NASA has made a big step in the fight against climate change, with a plan to launch satellites into space and measure atmospheric gasses over the Americas. The $166 million Geostationary Carbon Cycle Observatory (GeoCARB) mission will span five years, and its leaders are confident that it will improve humanity’s understanding of natural sciences.
“The GeoCARB mission breaks new ground for NASA’s Earth science and applications programs,” Michael Freilich, director of the Earth Science Division of NASA’s Science Mission Directorate in Washington, said in a statement released Tuesday. “GeoCARB will provide important new measurements related to Earth’s global natural carbon cycle, and will allow monitoring of vegetation health throughout North, Central and South America.”

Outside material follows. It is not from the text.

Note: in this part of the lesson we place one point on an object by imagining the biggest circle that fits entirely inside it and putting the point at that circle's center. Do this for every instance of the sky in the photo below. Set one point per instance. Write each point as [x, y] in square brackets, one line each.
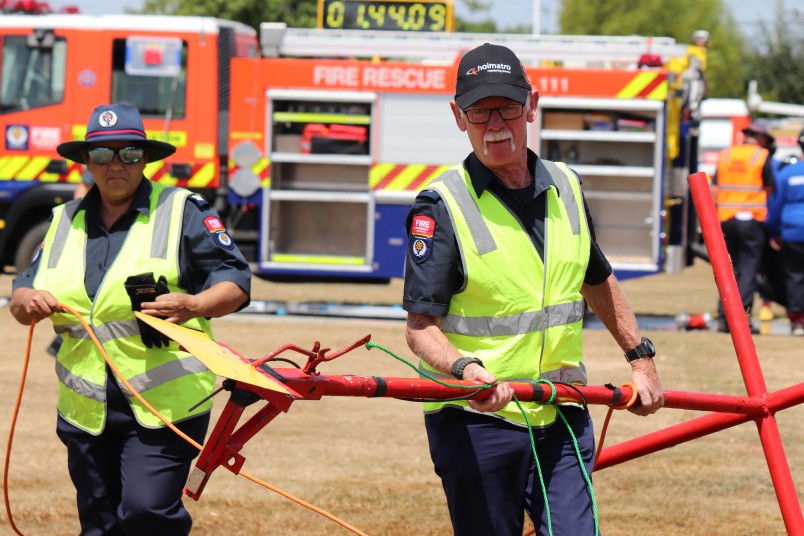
[749, 14]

The move comes at a time when scientists are fearful that not enough is being done to reduce carbon emissions. The Paris Agreement, which promises to limit global temperature rise to less than two degrees Celsius, is now under threat after the election of Donald Trump to the U.S. presidency. Trump pledged in May to back out of the Paris climate deal, and a reported shortlist of EPA candidates suggests he intends to roll back climate commitments. Long-term science missions like GeoCARB will be vital in maintaining momentum in the emissions reduction fight.

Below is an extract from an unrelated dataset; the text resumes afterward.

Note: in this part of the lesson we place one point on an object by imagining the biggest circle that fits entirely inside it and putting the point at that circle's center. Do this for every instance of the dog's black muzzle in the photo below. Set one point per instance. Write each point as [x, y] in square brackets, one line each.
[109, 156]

The University of Oklahoma-led team will launch a commercial communications satellite that will take daily measurements of carbon dioxide, methane, and carbon monoxide, with a precision as fine as three to six miles, from an orbit of around 22,000 miles above the equator. If successful, GeoCARB has the potential to strengthen NASA’s ties with the private sector, demonstrating that NASA can work with commercial satellites to complete missions.
It’s not the only Earth science initiative NASA is undertaking. On Monday, the agency will launch the Cyclone Global Navigation Satellite System (CYGNSS), which will help scientists better understand hurricane movements and how they intensify.